Barbados se despede de Elizabeth II para se tornar uma nova república
O príncipe Charles visita a ilha, que à meia-noite desta segunda para terça-feira mudará sua forma de Governo
“A rainha veio da Inglaterra para nos dar a liberdade”, cantaram cerca de 70.000 barbadianos de origem africana em 1838, quando a escravidão foi finalmente abolida nesta colônia britânica do Caribe. Desde então, muita coisa mudou em Barbados na versão de sua história e na atribuição de responsabilidades. À meia-noite de 30 de novembro de 1966, a ilha conquistou sua independência, embora permanecesse membro da Commonwealth (Comunidade das Nações), e escolheu a monarquia parlamentar e constitucional como sua forma de Governo. Elizabeth II continuou como chefa de estado da joia da coroa dos domínios ultramarinos britânicos. Nesta terça-feira, 55 anos depois, à mesma meia-noite, vai surgir a república mais jovem do mundo.
O herdeiro da coroa britânica, o príncipe Charles, já se encontra na ilha, e vai proferir nesta terça-feira (hora local de Barbados) nos minutos após 00h00 um discurso cujas partes centrais já foram antecipadas pela equipe de comunicação do príncipe de Gales: “No momento em que o seu modelo constitucional muda, é muito importante para mim estar com vocês para reafirmar todas as coisas que não mudam”, está previsto que dirá o filho da rainha, “como os milhares de conexões entre as pessoas dos nossos dois países, pelos quais fluem a admiração, o afeto, a cooperação e as novas oportunidades”.
Sandra Mason, advogada, juíza e até agora governadora-geral de Barbados —e, como tal, a representante oficial de Elizabeth II na ilha—, se tornará a primeira presidenta da nova república. Dois terços dos parlamentares das câmaras alta e baixa do país a elegeram em outubro passado. “Os barbadianos querem um de seus compatriotas como chefe de Estado. É a última afirmação de confiança em nós mesmos, em quem somos e em tudo o que somos capazes de alcançar”, disse Mason aos parlamentares em um discurso feito em nome da primeira-ministra Mia Mottley, líder do Partido Trabalhista de Barbados.
Duas mulheres para dizer adeus a outra mulher. Mas Barbados quis evitar um adeus doloroso. Por isso, convidou o príncipe Charles para a cerimônia de proclamação da república, e as instituições procuram evitar a todo custo qualquer tipo de afronta à monarca de 95 anos, que visitou a ilha em quatro ocasiões durante seu reinado. Barbados continuará fazendo parte da Commonwealth, embora esta aliança de ex-colônias tenha uma imagem cada vez mais fraca e difusa, apesar de Elizabeth II ter feito dela um objetivo prioritário de seu mandato durante essas décadas.

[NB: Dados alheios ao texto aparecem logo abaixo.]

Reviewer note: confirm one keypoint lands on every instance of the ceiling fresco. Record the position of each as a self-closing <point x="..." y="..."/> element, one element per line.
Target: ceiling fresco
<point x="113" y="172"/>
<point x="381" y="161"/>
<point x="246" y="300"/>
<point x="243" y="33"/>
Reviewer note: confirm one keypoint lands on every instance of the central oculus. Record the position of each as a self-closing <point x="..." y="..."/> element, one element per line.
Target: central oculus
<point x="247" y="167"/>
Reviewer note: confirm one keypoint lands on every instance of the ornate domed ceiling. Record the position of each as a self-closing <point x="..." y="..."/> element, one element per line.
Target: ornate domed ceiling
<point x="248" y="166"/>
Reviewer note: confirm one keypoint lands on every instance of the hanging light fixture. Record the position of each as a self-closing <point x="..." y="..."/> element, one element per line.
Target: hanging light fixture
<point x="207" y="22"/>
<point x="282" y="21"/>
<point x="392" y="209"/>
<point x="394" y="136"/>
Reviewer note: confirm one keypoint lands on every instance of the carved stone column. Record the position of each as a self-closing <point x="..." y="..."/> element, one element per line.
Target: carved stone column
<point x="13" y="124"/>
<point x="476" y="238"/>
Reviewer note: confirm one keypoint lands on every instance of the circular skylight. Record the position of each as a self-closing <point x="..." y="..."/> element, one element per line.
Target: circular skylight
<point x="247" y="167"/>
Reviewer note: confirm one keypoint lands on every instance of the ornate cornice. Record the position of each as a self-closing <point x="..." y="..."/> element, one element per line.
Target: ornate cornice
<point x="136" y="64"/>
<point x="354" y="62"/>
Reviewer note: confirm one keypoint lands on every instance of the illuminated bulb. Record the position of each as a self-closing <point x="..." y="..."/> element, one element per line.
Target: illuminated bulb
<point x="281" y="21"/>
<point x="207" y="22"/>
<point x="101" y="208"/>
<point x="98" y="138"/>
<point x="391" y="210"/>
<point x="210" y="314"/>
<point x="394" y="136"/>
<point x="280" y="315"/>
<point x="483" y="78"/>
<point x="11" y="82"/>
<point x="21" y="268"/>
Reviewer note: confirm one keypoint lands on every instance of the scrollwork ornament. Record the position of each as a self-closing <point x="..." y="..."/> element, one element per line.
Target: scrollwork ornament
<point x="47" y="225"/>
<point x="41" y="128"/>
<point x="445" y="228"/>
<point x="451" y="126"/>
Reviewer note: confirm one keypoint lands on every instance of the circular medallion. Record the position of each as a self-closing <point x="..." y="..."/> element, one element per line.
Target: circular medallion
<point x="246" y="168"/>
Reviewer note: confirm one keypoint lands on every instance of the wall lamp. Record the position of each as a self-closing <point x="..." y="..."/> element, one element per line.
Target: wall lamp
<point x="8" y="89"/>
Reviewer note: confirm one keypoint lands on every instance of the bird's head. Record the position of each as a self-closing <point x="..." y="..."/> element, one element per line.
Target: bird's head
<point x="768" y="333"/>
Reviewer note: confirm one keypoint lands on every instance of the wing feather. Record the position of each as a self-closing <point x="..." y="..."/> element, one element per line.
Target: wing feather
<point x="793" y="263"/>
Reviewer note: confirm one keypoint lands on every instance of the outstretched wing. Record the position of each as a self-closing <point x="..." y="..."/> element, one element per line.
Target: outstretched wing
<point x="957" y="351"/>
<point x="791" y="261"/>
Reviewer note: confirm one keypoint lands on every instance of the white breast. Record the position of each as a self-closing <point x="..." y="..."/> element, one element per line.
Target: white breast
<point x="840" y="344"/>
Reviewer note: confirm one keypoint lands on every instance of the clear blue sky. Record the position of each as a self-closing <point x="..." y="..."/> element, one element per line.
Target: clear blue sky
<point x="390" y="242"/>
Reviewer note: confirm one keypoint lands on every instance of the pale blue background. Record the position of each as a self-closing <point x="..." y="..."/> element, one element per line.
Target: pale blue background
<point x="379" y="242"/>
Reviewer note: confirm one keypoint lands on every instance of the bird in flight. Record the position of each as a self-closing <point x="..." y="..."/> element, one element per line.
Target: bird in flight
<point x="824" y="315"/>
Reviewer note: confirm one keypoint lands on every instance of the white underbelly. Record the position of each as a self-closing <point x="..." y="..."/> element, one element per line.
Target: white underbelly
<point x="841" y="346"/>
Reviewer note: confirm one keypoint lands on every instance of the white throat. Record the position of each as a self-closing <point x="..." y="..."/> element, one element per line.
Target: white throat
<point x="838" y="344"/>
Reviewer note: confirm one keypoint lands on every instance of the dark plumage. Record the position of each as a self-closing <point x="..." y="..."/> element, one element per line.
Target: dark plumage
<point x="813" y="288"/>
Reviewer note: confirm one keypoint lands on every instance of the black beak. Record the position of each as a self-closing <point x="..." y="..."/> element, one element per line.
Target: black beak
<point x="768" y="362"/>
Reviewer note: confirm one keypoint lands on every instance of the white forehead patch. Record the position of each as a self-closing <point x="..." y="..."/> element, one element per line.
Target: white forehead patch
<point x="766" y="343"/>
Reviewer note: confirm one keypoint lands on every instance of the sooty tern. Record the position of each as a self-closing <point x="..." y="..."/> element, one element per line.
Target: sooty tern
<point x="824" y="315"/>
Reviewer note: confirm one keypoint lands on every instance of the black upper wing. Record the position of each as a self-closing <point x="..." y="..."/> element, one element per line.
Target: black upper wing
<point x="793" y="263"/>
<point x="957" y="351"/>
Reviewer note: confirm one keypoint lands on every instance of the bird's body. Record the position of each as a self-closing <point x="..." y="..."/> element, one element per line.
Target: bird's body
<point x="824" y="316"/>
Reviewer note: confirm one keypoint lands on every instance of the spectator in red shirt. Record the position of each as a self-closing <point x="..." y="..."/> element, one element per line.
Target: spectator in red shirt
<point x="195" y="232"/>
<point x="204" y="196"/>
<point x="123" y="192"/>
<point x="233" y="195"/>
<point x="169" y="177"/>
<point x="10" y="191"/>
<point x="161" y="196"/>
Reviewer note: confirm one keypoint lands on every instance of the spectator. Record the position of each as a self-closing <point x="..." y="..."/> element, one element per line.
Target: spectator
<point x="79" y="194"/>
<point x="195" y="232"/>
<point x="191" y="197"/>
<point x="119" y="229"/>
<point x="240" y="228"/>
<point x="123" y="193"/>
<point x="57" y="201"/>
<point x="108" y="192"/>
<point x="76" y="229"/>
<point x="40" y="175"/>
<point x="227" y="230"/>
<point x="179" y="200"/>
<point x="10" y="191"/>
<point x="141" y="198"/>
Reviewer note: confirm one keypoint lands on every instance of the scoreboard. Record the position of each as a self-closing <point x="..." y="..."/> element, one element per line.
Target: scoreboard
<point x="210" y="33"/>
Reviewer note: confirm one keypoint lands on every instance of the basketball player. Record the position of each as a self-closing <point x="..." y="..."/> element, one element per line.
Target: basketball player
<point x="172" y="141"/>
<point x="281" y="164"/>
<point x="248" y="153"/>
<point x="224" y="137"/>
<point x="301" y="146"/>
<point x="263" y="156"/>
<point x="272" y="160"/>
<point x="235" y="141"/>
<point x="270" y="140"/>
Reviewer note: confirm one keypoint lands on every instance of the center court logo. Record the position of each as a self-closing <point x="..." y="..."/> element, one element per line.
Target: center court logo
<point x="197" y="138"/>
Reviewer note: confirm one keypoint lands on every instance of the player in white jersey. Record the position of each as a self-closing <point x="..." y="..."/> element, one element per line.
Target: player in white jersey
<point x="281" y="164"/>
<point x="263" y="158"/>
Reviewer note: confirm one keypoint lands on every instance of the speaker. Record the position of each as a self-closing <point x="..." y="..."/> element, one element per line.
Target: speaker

O movimento global Black Lives Matter (vidas negras importam) deu um novo impulso às demandas de compensação econômica que muitas associações e políticos de Barbados encaminham ao Reino Unido. A riqueza de Barbados, uma das ilhas caribenhas mais britânicas que existe por sua língua, instituições, cultura e tradição, se consolidou em grande parte pelo tráfico e a mão de obra de africanos escravizados, que trabalhavam sobretudo nas plantações de fumo e açúcar. “A família real se beneficiou da escravidão em Barbados. A visita de Charles é um insulto e estou muito irritado”, disse David Denny, secretário-geral do Movimento Caribenho pela Paz e a Integração, um dos principais promotores dos protestos planejados na ilha antes da chegada do príncipe de Gales. “Não é só dinheiro que reivindicamos. Exigimos desculpas e ajuda concreta, porque a reparação é necessária para transformar nossa sociedade”, acrescentou Denny.
Cerca de 600.000 dos mais de 12 milhões de pessoas arrancadas de suas casas na África e destinadas à escravidão acabaram em Barbados. “Desejo-lhes a melhor sorte e confio em que suas ações sirvam para despertar a consciência do príncipe Charles”, disse, referindo-se aos manifestantes, Trevor Prescod, presidente da Comissão Nacional para as Reparações, nomeado diretamente pela primeira-ministra Mottley.
Na última Cúpula sobre Mudança Climática, a COP26, realizada em Glasgow, Prescod e Charles se reuniram. O herdeiro da coroa britânica já qualificou publicamente o papel de seu país no comércio de escravos como uma “atrocidade”, durante uma visita a Gana em 2018. Nunca admitiu, porém, o benefício direto dessa prática que a família real obteve. É isso que buscam muitos dos principais ativistas do movimento de reparação em Barbados. Algumas empresas britânicas, como a seguradora Lloyd’s e a cervejaria Greene King, cujos fundadores eram proprietários de extensas plantações no Caribe, pediram desculpas e forneceram assistência financeira a organizações que promovem a diversidade e a inclusão.